Early settlers brought seeds of soapwort to the U.S. from Europe. It was actively cultivated in gardens. An extract made from the juice of the plant was used to create suds when washing clothes–hence the name soapwort. The plant was also called “Bouncing Bet”, after the old-timey name for a wash woman. From a chemical point of view, soapwort contains saponins–chemicals that make a soapy lather when mixed with water.
The leaves of Bouncing Bet are opposite, elliptical, and sessile (they don’t have petioles). They can grow in size from 1 to 4 inches long. The 5-petaled flowers occur in clusters at the top of the plant; they range in color from white to pink. The flowers are particularly fragrant at night. The plants grow up to 2 feet tall and tend to occur in small colonies in sunny areas.
Farmers beware: saponins are toxic when ingested, so generally speaking, animals should not be grazed on land that harbors a great deal of soapwort. The flowers pictured here were growing along a roadside in the Washington-Jefferson National Forest near Glen Alton in Giles County.
It’s showtime! Here’s an exotic-looking Virginia native that is a member of the lily family (Liliaceae).
Canada Lily grows in moist woods and along wood margins. Reaching 2-5 feet tall, the erect plant has an unbranched stem with whorls of 3-8 elongated leaves; the leaf edges are smooth (not toothed).
The nodding flowers are borne at the top of the plant and are roughly 2 inches wide; the flowers can be yellow, orange, or red. Each flower has 6 petals (tepals) and 6 stamens with red anthers. Invert the flower to see a seductive yellow throat with dark spots.

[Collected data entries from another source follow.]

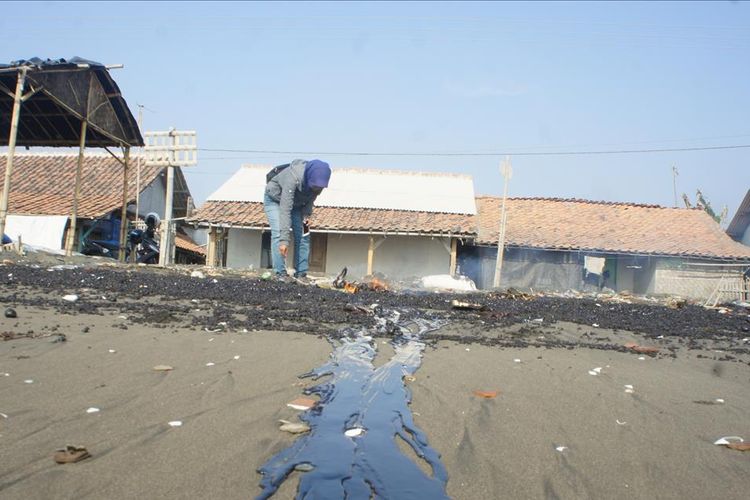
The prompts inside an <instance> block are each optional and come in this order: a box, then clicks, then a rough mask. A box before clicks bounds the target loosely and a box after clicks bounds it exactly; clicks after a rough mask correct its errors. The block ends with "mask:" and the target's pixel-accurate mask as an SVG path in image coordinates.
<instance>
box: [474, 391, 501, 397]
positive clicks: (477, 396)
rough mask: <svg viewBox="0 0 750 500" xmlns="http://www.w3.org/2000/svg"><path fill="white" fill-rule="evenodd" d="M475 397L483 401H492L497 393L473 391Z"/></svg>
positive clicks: (491, 392)
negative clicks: (474, 395)
mask: <svg viewBox="0 0 750 500" xmlns="http://www.w3.org/2000/svg"><path fill="white" fill-rule="evenodd" d="M472 393H473V394H474V395H475V396H477V397H480V398H485V399H493V398H495V397H497V391H473V392H472Z"/></svg>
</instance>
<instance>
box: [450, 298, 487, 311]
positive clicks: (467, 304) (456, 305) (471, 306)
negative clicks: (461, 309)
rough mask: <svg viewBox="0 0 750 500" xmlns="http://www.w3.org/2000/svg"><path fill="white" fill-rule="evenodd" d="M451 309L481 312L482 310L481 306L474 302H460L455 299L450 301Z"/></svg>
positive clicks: (479, 304) (460, 301)
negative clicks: (455, 299)
mask: <svg viewBox="0 0 750 500" xmlns="http://www.w3.org/2000/svg"><path fill="white" fill-rule="evenodd" d="M451 307H452V308H453V309H471V310H475V311H481V310H482V309H484V306H483V305H482V304H477V303H476V302H462V301H460V300H455V299H453V300H451Z"/></svg>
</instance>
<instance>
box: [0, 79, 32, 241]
mask: <svg viewBox="0 0 750 500" xmlns="http://www.w3.org/2000/svg"><path fill="white" fill-rule="evenodd" d="M25 84H26V67H23V68H21V71H19V72H18V81H17V82H16V93H15V95H14V96H13V115H12V117H11V119H10V136H9V137H8V157H7V160H6V163H5V184H3V197H2V200H0V237H2V235H3V234H5V220H6V218H7V217H8V199H9V197H10V176H11V174H12V173H13V156H14V155H15V152H16V137H17V136H18V120H19V118H20V117H21V96H22V95H23V87H24V85H25Z"/></svg>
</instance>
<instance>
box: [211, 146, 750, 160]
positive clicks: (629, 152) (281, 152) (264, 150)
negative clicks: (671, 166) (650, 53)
mask: <svg viewBox="0 0 750 500" xmlns="http://www.w3.org/2000/svg"><path fill="white" fill-rule="evenodd" d="M744 148H750V144H734V145H729V146H703V147H690V148H660V149H617V150H605V151H520V152H515V153H514V152H511V151H496V152H492V153H478V152H464V153H382V152H373V151H348V152H341V151H276V150H267V149H220V148H198V151H207V152H213V153H247V154H272V155H327V156H437V157H456V156H506V155H509V156H584V155H612V154H644V153H674V152H683V151H716V150H724V149H744ZM214 159H224V158H214ZM226 159H230V158H226Z"/></svg>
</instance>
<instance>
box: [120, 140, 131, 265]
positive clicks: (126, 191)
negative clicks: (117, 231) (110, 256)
mask: <svg viewBox="0 0 750 500" xmlns="http://www.w3.org/2000/svg"><path fill="white" fill-rule="evenodd" d="M123 159H124V160H125V161H124V162H123V164H122V211H121V212H120V252H119V254H118V260H119V261H120V262H125V248H126V247H127V241H126V239H125V238H126V237H127V234H128V231H127V229H128V167H129V166H130V165H129V164H130V146H128V147H126V148H125V151H124V158H123Z"/></svg>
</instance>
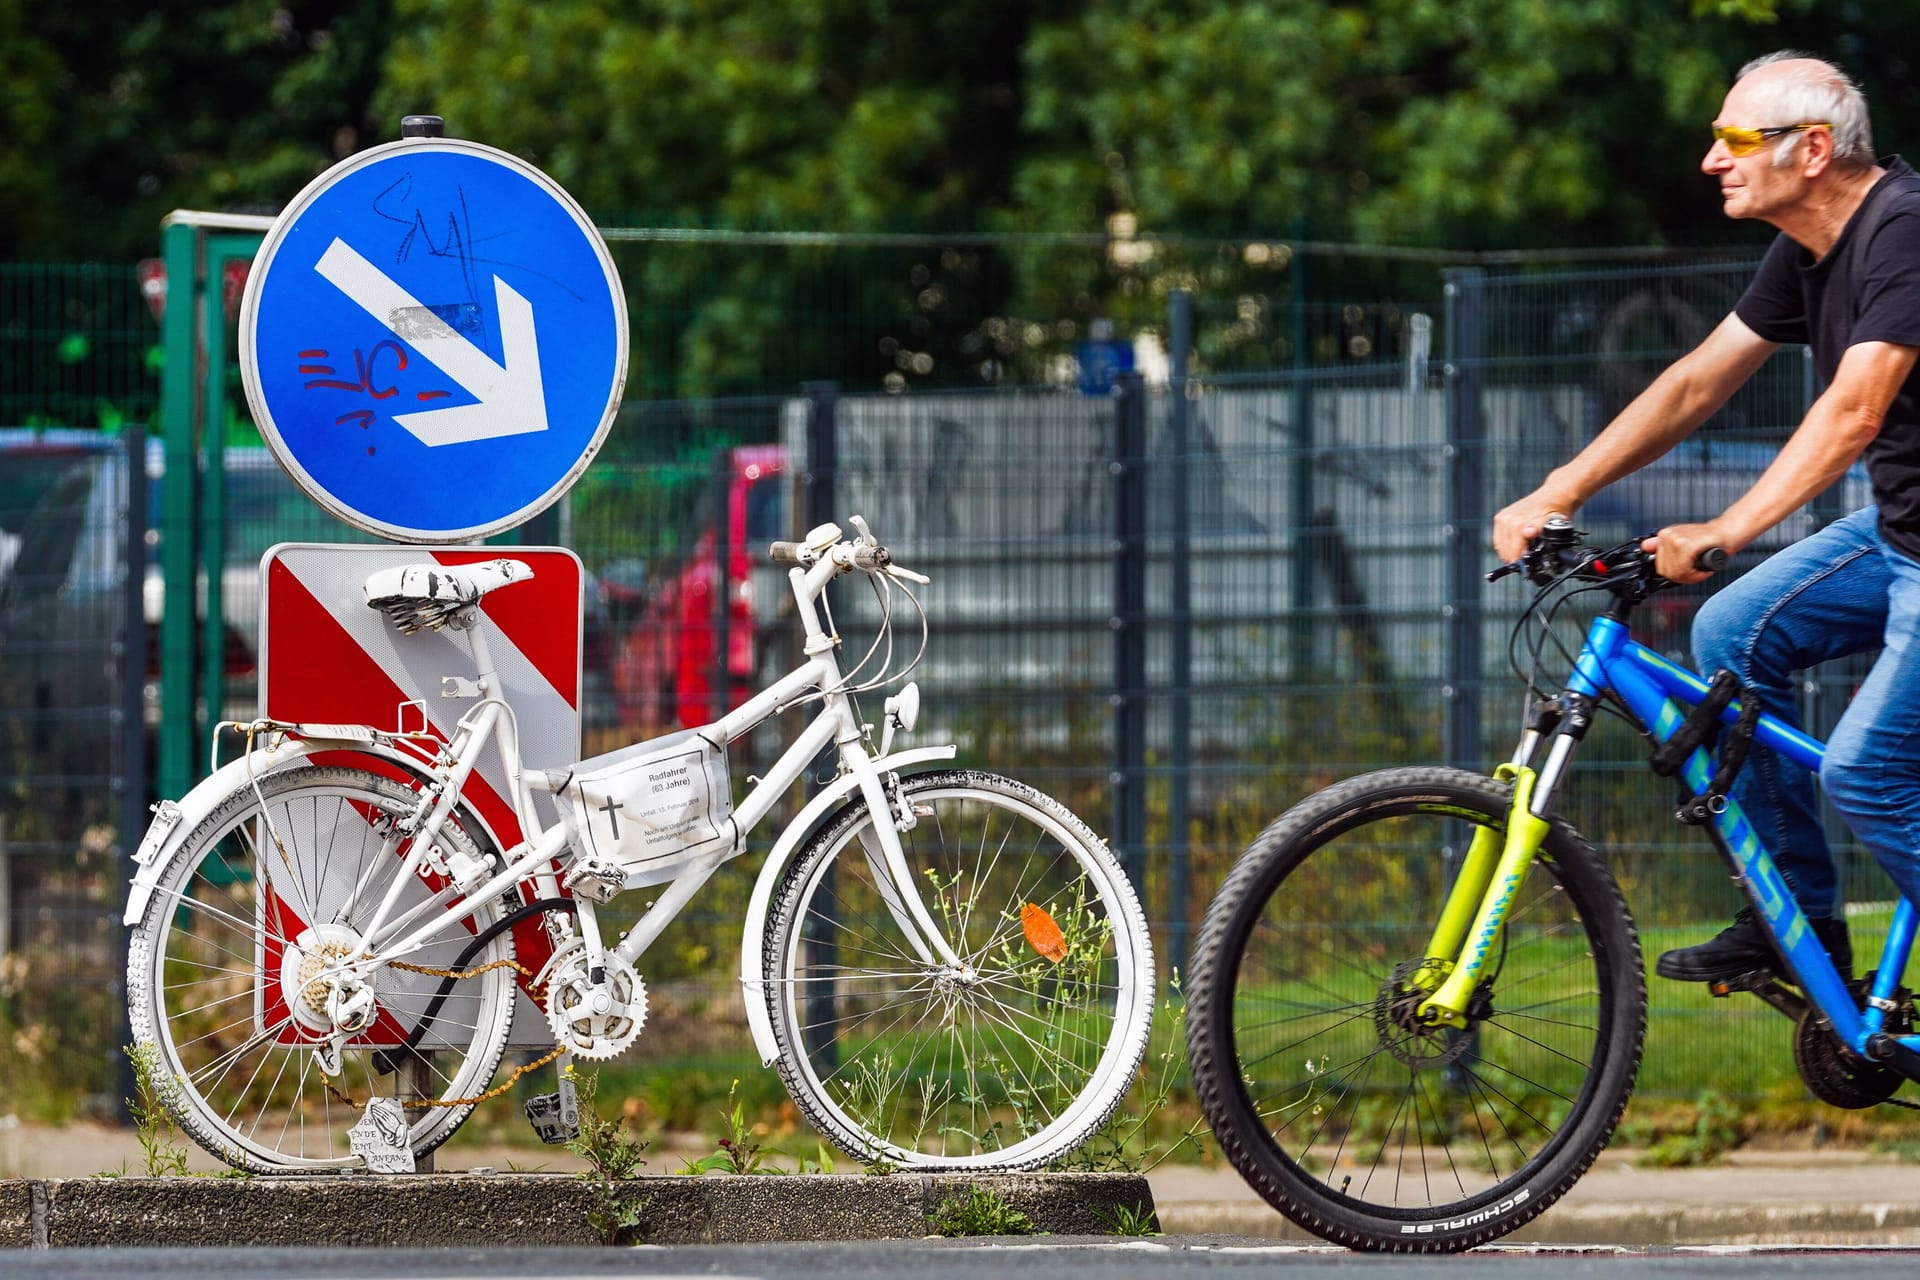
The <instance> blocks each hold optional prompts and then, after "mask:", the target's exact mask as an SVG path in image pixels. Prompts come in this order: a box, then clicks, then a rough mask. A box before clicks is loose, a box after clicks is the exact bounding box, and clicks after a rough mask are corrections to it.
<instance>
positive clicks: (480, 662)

Bloom time for Canada Lily is June and July. Some of these plants were photographed at Glen Alton. The others were found near my neighbor’s pond in Blacksburg (thanks Mary Houska!).
Identification Note: This striking flower has recurved petals like other wild lilies, but the petals (or tepals) do not curve all the way back to the base of the flower like they do in the Turk’s Cap lily.
Yellow loosetrifes have 5 yellow petals; this species differs from the others in a couple of ways. First, the edges of the flower petals are gently wavy or toothed. You can observe that in the photo above. Also, the flowers of this plant always face downward (nodding), such that you have to turn them over to see what they look like. And finally, the simple leaves of Fringed Loosestrife have hairy or “fringed” petioles. The leaf arrangement is opposite and the margins are entire (not toothed).
This is a plant of wet places that can grow 1 to 4 feet in height. I found it mixed in among assorted, sun-loving plants in a moist roadside area next to Big Stoney Creek in Giles County.
This tall, native mint can be found right now, in July, growing in fields and along roadsides. The tubular-shaped flowers are massed in a compact head at the top of the plant; each flower is white with red flecks. The leaves are simple, opposite, and gently toothed. Like all the bee balms, the fragrant flowers are frequented by bees and butterflies of all kinds.
Basil Bee Balm is also commonly known as white bergamot. The leaves can be dried and used as a tea.